The Australian Women's National League, formed in Melbourne in 1904 as a focus for conservative women voters, became Australia's largest women's political organisation under the leadership of Eva Hughes and Janet Lady Clarke. Drawing support from the women of Melbourne's eastern and bayside suburbs, the League remained influential, forming a close alliance with the United Australia Party until subsumed into the Liberal Party in the 1940s.
Activists in Melbourne's large female workforce in manufacturing and retail influenced working conditions for women and children through their involvement in the labour movement. Lilian Locke was one of the first female labour organisers, employed by the Victorian Political Labor League (later the Australian Labor Party) when women gained the vote. Alice Henry drew on her experience as a journalist and activist in the women's movement in Melbourne for her involvement in the Women's Trade Union League in Chicago and for her publications on trade union women. Muriel Heagney, a tireless campaigner for equal pay for women, and Jean Daley, women's organiser for the Victorian branch of the Australian Labor Party from 1926, were an energetic duo working on women's issues at national and international levels.

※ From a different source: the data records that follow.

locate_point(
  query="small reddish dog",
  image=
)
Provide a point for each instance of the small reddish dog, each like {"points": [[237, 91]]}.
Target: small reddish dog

By the 1920s a significant number of Melbourne-based women's organisations had international affiliations. Both the NCW and the Australian Federation of Women Voters were affiliated to the International Alliance for Suffrage and Equal Citizenship. The Victorian Women's Graduate Association was affiliated to the International Federation of University Women and local branches of international organisations such as the Red Cross, the League of Nations Union and the Pan Pacific Union were well supported by Melbourne women. Two presidents of the international board of the YWCA (Dr Georgina Sweet and Dr Una Porter) were from Melbourne.
The extension of public secondary education for women and the opening of Monash and La Trobe universities in the 1960s broadened the base of Melbourne's women's movement. Unlike the organisations that flourished in the 1920s and 1930s, the postwar movement in Melbourne was led by younger women, but they retained an emphasis on rights and political lobbying and reliance on extensive women's networks to mobilise support.

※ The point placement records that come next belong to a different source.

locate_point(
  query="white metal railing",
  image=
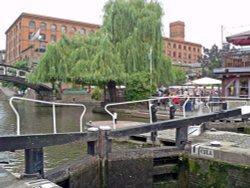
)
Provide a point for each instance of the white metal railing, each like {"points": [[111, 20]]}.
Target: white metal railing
{"points": [[12, 71], [54, 104], [114, 115], [208, 104]]}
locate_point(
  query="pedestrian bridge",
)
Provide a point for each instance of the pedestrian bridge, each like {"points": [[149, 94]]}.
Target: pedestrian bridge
{"points": [[18, 76]]}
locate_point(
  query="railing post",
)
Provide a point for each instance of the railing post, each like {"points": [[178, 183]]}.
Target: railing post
{"points": [[181, 137], [104, 143], [34, 165], [92, 145], [104, 147]]}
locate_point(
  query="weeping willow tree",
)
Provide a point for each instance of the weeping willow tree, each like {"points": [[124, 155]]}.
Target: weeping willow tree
{"points": [[97, 62], [134, 28], [129, 42]]}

Marion Simms describes the 'bewildering array' of groups represented at the first Women's Liberation Movement (WLM) conference held at the University of Melbourne in 1971. Melbourne's movement, she argued, was more 'openly pluralistic' and represented a wide range of action groups than those in other cities. The Melbourne-based Women's Electoral Lobby (WEL), founded in 1972 by University of Melbourne graduates of the 1960s, had an immediate national profile demanding access to abortion and affordable child care. Other Melbourne-based advocacy groups which influenced national policy included Community Child Care, the National Council of Single Mothers and Their Children and the Working Women's Centre. Such groups shared experiences with academics, women from ethnic organisations and women trade unionists at the large and inclusive Women and Labour Conference held at the University of Melbourne in May 1980.
The diversity and influence of activist women's networks and their influence on progressive issues continues to be a Melbourne tradition. Women's participation in politics has been encouraged by Victoria's first woman Premier, Joan Kirner, through Emily's List, while organisations such as the Victorian Women's Trust continue to mentor and encourage women's activism.